For those of you who have read the original fairy tales that we all know in Disney form, I have a couple questions. I haven’t read any of them, so I’m interested in your impressions.

Which one was the most disturbing?

Which one was the most surprising?

Do you prefer the originals or the Disneyfied versions?

I would like to read them sometime when I have time. Also, are they short?

23 thoughts on “Disney or Original Fairy Tales?”

  1. I haven’t actually read many of the original fairy tales, but I can tell you that the Little Mermaid is pretty disturbing. @_@

    I love the Disney stories, but I also like a good creepy tale as well. ^_^

    1. Most of them are pretty disturbing. The things that came out of people’s minds in early industrial and pre-industrial Europe is surprising.

  2. Some of them have multiple “originals” Little Mermaid is the one I read most recently and, yes, disturbing!
    I’d suggest reading them though — most are pretty short.

      1. Luckily some of them are pretty short – you can take them one at a time 🙂 Hmm.. I should start reading them too… If I weren’t already participating in so many read-alongs maybe I’d think about starting one… Another time.. 🙂

  3. Disturbing? That would be “The Marsh King’s Daughter,” one of Anderson’s fairy tales. I honestly don’t know how that one could be Disneyfied without COMPLETELY changing it.

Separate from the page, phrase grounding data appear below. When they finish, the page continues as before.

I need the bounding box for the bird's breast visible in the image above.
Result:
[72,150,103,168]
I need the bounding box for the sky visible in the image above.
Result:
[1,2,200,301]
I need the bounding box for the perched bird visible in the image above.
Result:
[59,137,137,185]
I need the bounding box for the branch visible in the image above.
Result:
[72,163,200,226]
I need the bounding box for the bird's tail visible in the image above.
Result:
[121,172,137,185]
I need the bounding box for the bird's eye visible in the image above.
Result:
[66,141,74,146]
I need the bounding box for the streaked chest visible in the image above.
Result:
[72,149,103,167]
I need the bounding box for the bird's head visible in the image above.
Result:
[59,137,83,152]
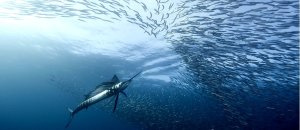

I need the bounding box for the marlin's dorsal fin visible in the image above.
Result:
[99,82,115,86]
[111,75,120,83]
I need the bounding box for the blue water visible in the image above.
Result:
[0,0,299,130]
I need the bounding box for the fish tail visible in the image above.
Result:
[65,108,74,129]
[68,108,73,114]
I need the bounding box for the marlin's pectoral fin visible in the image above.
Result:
[120,91,127,97]
[113,93,119,113]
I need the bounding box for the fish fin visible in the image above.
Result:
[120,91,127,97]
[65,116,73,128]
[113,93,119,112]
[65,108,74,128]
[111,75,120,83]
[68,108,73,114]
[95,82,115,88]
[84,94,89,100]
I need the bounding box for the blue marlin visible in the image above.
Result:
[65,71,142,128]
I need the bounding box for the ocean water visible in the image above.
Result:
[0,0,298,130]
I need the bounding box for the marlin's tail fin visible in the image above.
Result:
[68,108,73,114]
[65,108,74,129]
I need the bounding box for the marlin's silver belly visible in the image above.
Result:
[88,90,110,103]
[73,90,112,114]
[85,90,111,106]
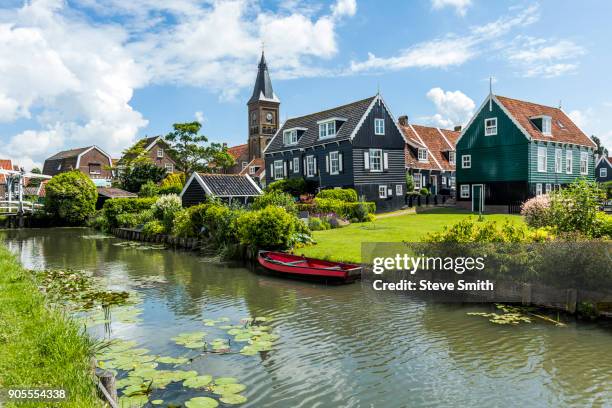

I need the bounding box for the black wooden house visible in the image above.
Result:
[263,94,408,212]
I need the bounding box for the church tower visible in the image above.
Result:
[247,51,280,161]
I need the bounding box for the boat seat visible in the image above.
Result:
[284,259,308,265]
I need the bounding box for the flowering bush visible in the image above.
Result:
[152,194,182,232]
[252,191,297,214]
[521,194,551,228]
[237,206,310,249]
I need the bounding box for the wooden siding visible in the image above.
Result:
[528,142,595,184]
[352,99,405,149]
[596,158,612,182]
[181,179,206,207]
[78,149,113,180]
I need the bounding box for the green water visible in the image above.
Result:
[2,228,611,407]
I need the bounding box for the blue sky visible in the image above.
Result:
[0,0,610,169]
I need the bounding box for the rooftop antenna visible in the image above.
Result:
[558,99,562,109]
[488,76,493,111]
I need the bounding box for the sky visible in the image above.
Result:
[1,0,611,170]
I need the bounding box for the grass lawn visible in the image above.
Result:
[0,245,102,407]
[297,208,524,263]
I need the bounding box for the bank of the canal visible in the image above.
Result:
[0,245,102,408]
[2,227,612,407]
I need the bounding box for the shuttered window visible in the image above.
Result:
[293,157,300,174]
[273,160,284,179]
[369,149,383,172]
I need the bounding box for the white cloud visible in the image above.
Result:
[420,87,475,128]
[332,0,357,19]
[431,0,472,16]
[568,109,589,130]
[349,5,539,73]
[506,37,586,78]
[194,111,205,124]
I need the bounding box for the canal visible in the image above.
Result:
[2,228,611,407]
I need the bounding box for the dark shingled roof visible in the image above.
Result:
[97,187,137,198]
[46,147,90,160]
[248,52,277,104]
[197,173,262,197]
[265,95,377,153]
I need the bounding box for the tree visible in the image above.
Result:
[28,168,42,187]
[405,172,415,193]
[165,122,210,174]
[207,142,236,173]
[591,135,608,157]
[45,171,97,225]
[118,139,153,168]
[119,163,166,193]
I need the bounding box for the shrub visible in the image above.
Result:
[548,179,606,237]
[426,217,551,243]
[142,220,165,235]
[116,212,141,228]
[138,180,159,197]
[593,212,612,239]
[252,191,297,213]
[119,162,167,193]
[172,208,194,237]
[237,206,307,249]
[158,185,183,195]
[405,173,415,193]
[45,171,97,225]
[419,187,429,196]
[102,197,158,229]
[521,194,552,228]
[312,198,376,220]
[266,178,312,196]
[161,172,186,189]
[316,188,358,202]
[308,217,330,231]
[152,194,182,233]
[202,204,242,246]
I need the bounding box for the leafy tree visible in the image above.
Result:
[549,178,606,237]
[138,180,160,197]
[405,172,415,193]
[165,122,210,174]
[591,135,608,157]
[28,167,42,187]
[45,171,97,225]
[118,139,153,168]
[207,142,236,173]
[119,163,166,193]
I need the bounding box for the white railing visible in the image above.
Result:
[0,200,45,214]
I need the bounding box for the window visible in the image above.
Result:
[249,166,256,175]
[601,167,608,178]
[293,157,300,174]
[89,163,101,175]
[542,117,552,135]
[418,148,428,161]
[369,149,383,172]
[57,163,62,171]
[462,155,471,169]
[374,118,385,135]
[165,163,173,173]
[378,185,387,198]
[555,149,562,173]
[306,155,315,177]
[450,176,456,187]
[442,176,447,186]
[329,151,340,175]
[460,185,470,198]
[536,183,543,196]
[545,183,552,194]
[318,121,336,139]
[396,184,403,196]
[580,152,588,175]
[566,150,573,174]
[485,118,497,136]
[537,146,547,172]
[284,129,298,145]
[274,160,284,180]
[413,174,422,190]
[242,161,248,170]
[449,151,456,165]
[157,148,164,158]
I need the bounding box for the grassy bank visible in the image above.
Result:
[297,208,524,263]
[0,245,101,407]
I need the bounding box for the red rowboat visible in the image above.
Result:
[257,251,361,282]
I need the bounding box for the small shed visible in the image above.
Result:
[96,187,137,209]
[180,173,263,207]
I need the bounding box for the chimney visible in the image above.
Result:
[222,142,227,148]
[454,125,462,132]
[398,115,409,126]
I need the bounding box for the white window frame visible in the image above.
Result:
[601,167,608,178]
[273,160,284,180]
[242,161,248,170]
[249,166,256,175]
[396,184,403,196]
[165,163,173,173]
[450,176,456,187]
[306,155,315,177]
[284,129,298,145]
[89,163,101,175]
[374,118,385,135]
[555,149,562,173]
[542,116,552,136]
[580,152,588,175]
[545,183,552,194]
[537,146,547,173]
[293,157,300,174]
[157,148,164,158]
[460,185,470,198]
[442,176,447,186]
[449,151,456,165]
[566,150,573,174]
[378,185,387,199]
[536,183,543,196]
[418,148,428,162]
[369,149,383,172]
[462,154,471,169]
[318,121,336,139]
[484,117,497,136]
[413,174,422,190]
[329,151,340,175]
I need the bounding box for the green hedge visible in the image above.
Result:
[298,198,376,220]
[316,188,358,202]
[102,197,157,229]
[45,171,98,225]
[237,206,307,249]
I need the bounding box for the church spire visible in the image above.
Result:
[248,51,278,104]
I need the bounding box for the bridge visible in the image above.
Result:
[0,200,45,216]
[1,168,50,225]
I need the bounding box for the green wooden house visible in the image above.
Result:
[456,93,596,212]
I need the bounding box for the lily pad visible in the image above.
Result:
[184,397,219,408]
[156,356,189,365]
[220,394,248,405]
[151,400,164,405]
[119,394,148,407]
[213,383,246,395]
[183,375,213,388]
[213,377,238,385]
[172,332,206,347]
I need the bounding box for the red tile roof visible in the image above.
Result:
[228,144,248,160]
[399,124,458,171]
[239,158,265,178]
[0,159,13,183]
[495,95,596,147]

    Sometimes I prefer the original versions of fairy tales, but sometimes I like the Disney versions better for one simple reason: the Disney versions lack the heavy-handed Christian moralizing of some of the originals. (Disney’s version of The Little Mermaid doesn’t contain nonsense about mermaids and other people not having souls — something about Anderson’s story that always bothered me.)

  4. There are often many regional versions — I work at a library with lots of children’s traditional tales and there can be a lot of similarly themed ones across vast swaths of the world. Stuff labeled ‘the Korean Cinderella’, etc. Disturbingness and just-plain-weirdness varies by culture. When I was younger, I read most of the Color Fairies books ( http://en.wikipedia.org/wiki/Andrew_Lang%27s_Fairy_Books ) which have pre-Disney versions of many many tales, though still written for children.

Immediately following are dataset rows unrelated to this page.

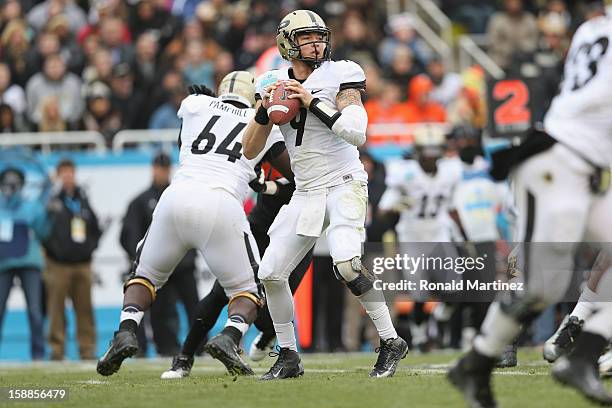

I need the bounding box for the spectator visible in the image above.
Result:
[0,103,16,132]
[127,0,182,51]
[43,159,101,360]
[82,47,113,85]
[441,0,496,34]
[0,0,24,34]
[364,81,412,144]
[362,63,384,102]
[486,0,539,70]
[25,53,83,129]
[234,23,277,70]
[26,0,87,35]
[404,74,446,123]
[213,50,234,88]
[333,13,378,66]
[0,167,50,360]
[131,31,159,96]
[38,96,67,132]
[182,39,214,89]
[0,19,31,88]
[109,62,147,129]
[98,16,132,65]
[148,86,185,129]
[447,66,487,129]
[0,62,26,118]
[383,45,421,98]
[218,3,249,61]
[82,81,122,144]
[427,57,463,107]
[25,31,62,81]
[45,14,85,75]
[120,152,199,356]
[147,69,183,122]
[379,13,432,71]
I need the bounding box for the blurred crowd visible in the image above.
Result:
[0,0,599,147]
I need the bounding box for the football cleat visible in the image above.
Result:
[599,349,612,377]
[543,315,583,363]
[448,350,498,408]
[249,332,276,362]
[552,356,612,405]
[260,347,304,380]
[204,333,254,376]
[496,343,518,368]
[369,337,409,378]
[161,354,194,379]
[96,330,139,376]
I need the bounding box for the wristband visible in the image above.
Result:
[255,104,270,125]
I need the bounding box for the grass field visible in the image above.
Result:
[0,348,605,408]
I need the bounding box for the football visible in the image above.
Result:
[265,81,300,126]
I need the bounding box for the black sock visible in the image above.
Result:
[569,331,608,365]
[221,326,243,345]
[119,319,138,333]
[182,319,211,357]
[466,349,497,372]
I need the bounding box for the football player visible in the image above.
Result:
[378,125,462,244]
[160,96,314,377]
[97,71,283,377]
[378,125,462,352]
[449,2,612,406]
[242,10,408,380]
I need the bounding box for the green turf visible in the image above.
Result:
[0,349,602,408]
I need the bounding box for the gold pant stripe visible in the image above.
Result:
[124,278,157,301]
[228,292,261,308]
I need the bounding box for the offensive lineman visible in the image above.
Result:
[97,71,282,376]
[242,10,408,380]
[448,2,612,406]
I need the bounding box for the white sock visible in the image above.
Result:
[365,304,398,341]
[358,288,397,340]
[120,305,144,326]
[473,302,521,358]
[225,315,249,336]
[274,322,297,351]
[263,280,297,351]
[570,286,599,321]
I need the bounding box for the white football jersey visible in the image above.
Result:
[544,15,612,167]
[379,158,462,242]
[256,60,368,190]
[174,94,283,202]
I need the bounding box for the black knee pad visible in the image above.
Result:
[346,274,374,296]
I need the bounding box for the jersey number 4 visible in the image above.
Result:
[191,115,246,162]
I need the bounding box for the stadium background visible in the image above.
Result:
[0,0,609,361]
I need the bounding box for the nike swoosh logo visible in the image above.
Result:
[273,368,283,377]
[311,89,323,94]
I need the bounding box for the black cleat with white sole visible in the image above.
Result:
[260,347,304,380]
[204,333,254,376]
[96,330,139,376]
[448,350,498,408]
[552,356,612,406]
[369,337,409,378]
[161,354,194,379]
[496,343,517,368]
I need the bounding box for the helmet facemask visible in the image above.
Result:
[285,27,331,68]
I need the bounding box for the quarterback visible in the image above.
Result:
[243,10,408,380]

    1. Ah, those are probably adaptations of the originals. Makes me wonder if the original fairy tales were written for adults, or maybe to scare the hell out of children.

  5. Most original fairy tales are much more violent than the Disney versions. When I was studying German, we read the original Grimm version of “The Frog Prince.” The princess does not kiss the enchanted frog; she throws him against the wall because he wants to sleep on her pillow beside her. That is what breaks the spell.

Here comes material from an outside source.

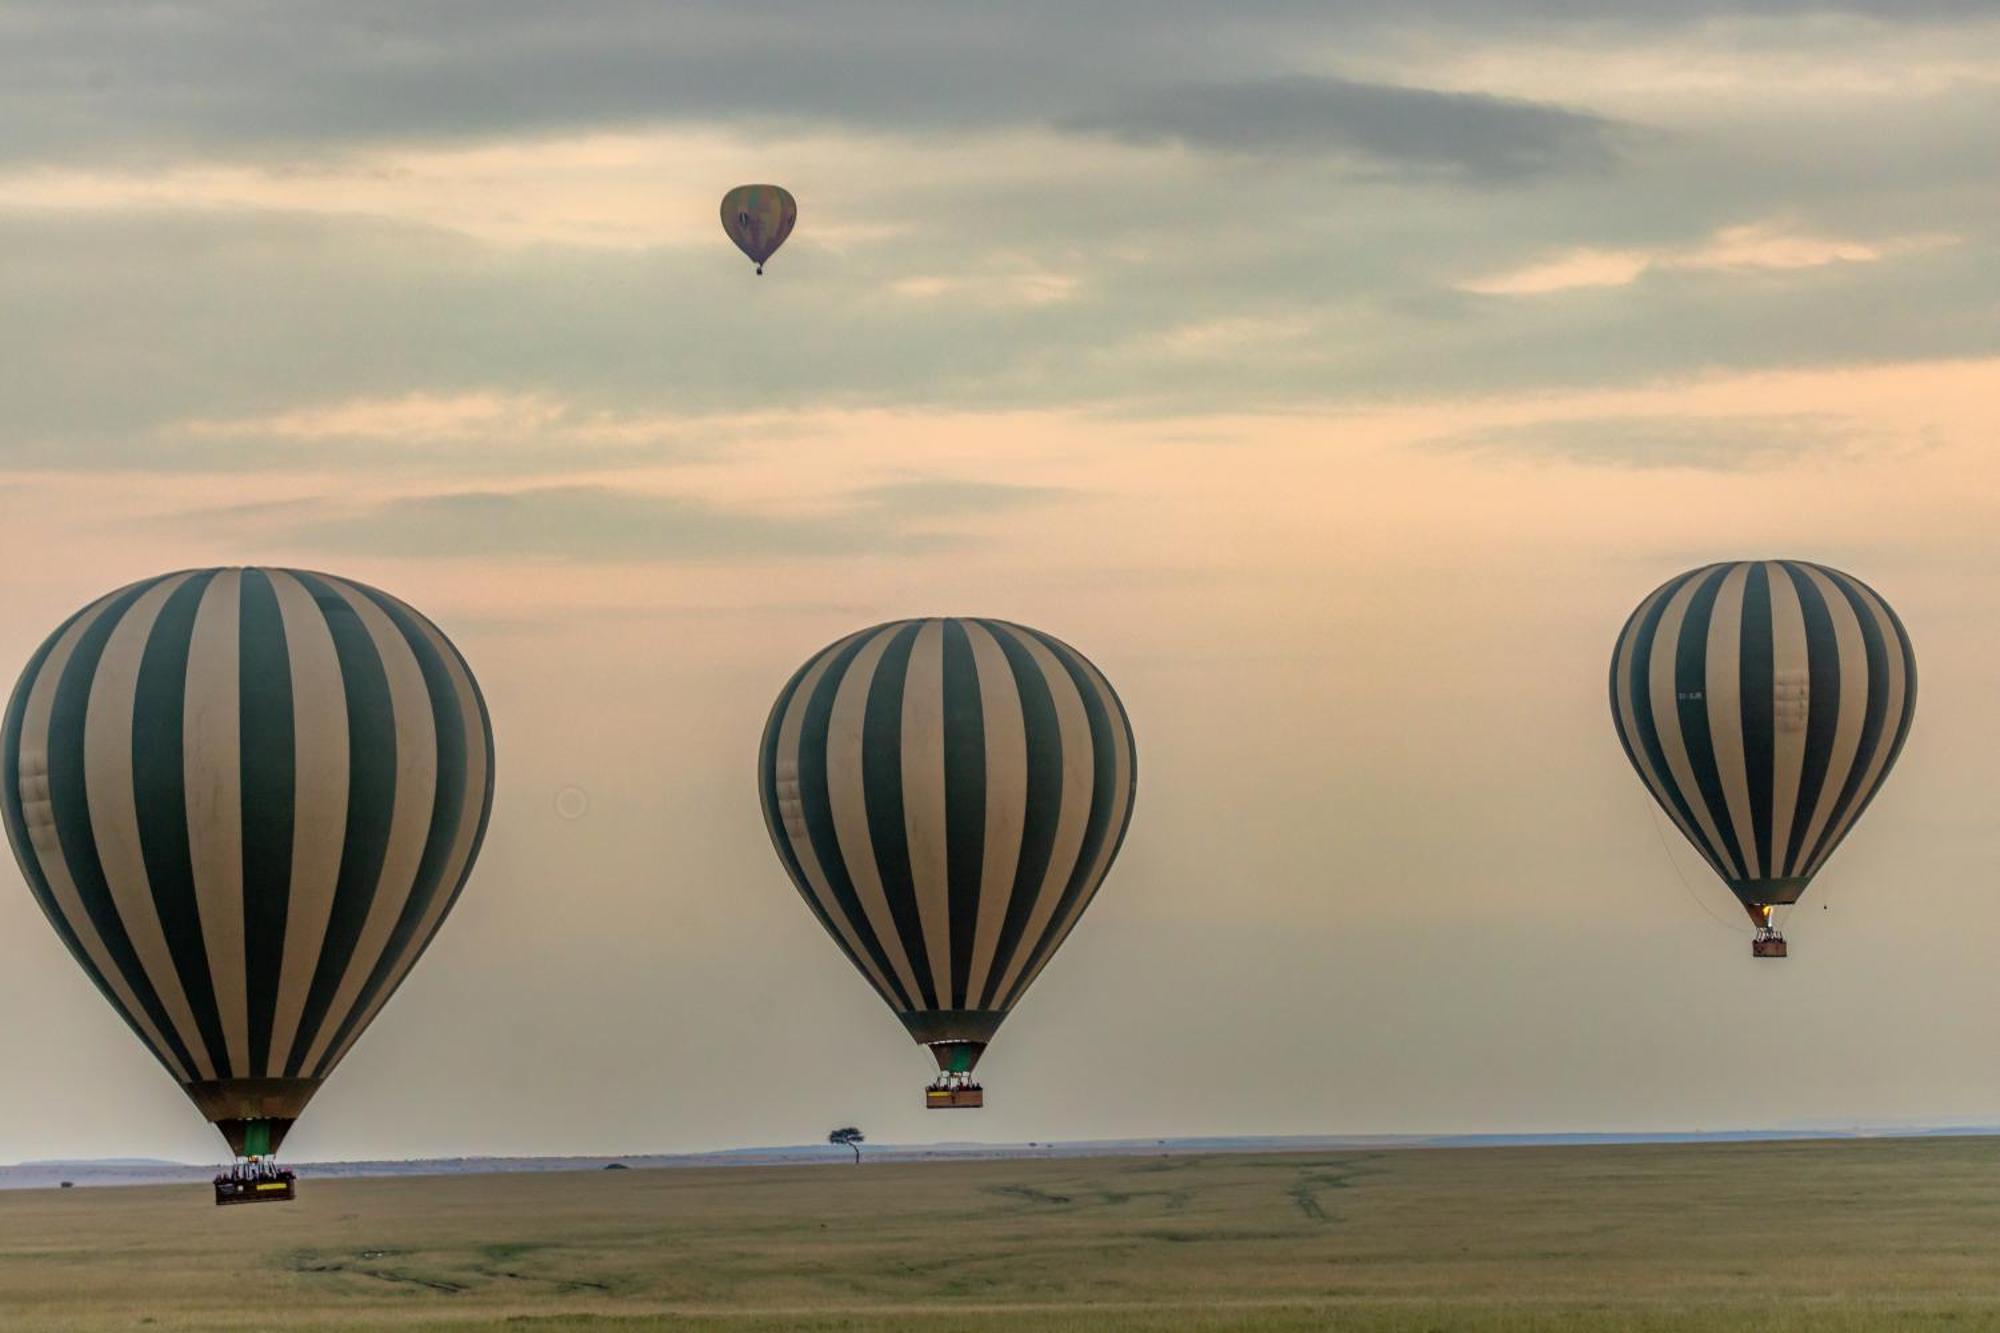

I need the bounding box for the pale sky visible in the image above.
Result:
[1,1,1997,1163]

    The older folk versions of the fairy tales are much richer in meaning than the Disney versions. Clarissa Pinkola Estes’s book “Women Who Run with the Wolves” contains many tales from different cultures and in-depth Jungian interpretations. I doubt Disney versions would yield that much meaning.

    And most tales are quite short – a few pages.

    1. I think the Disney versions were made to give both entertainment, and a more positive meaning. Though sometimes, the earlier Disney versions objectified women it seems.

  6. I seem to recall that in the original story, every step the Little Mermaid took was like walking barefoot on broken glass or shards. I doubt she’d have been singing much about that!

    1. I find it interesting that it was written only 63 years before Sleeping Beauty was written. Usually, a retelling doesn’t happen in such a short time, except for the most recent century.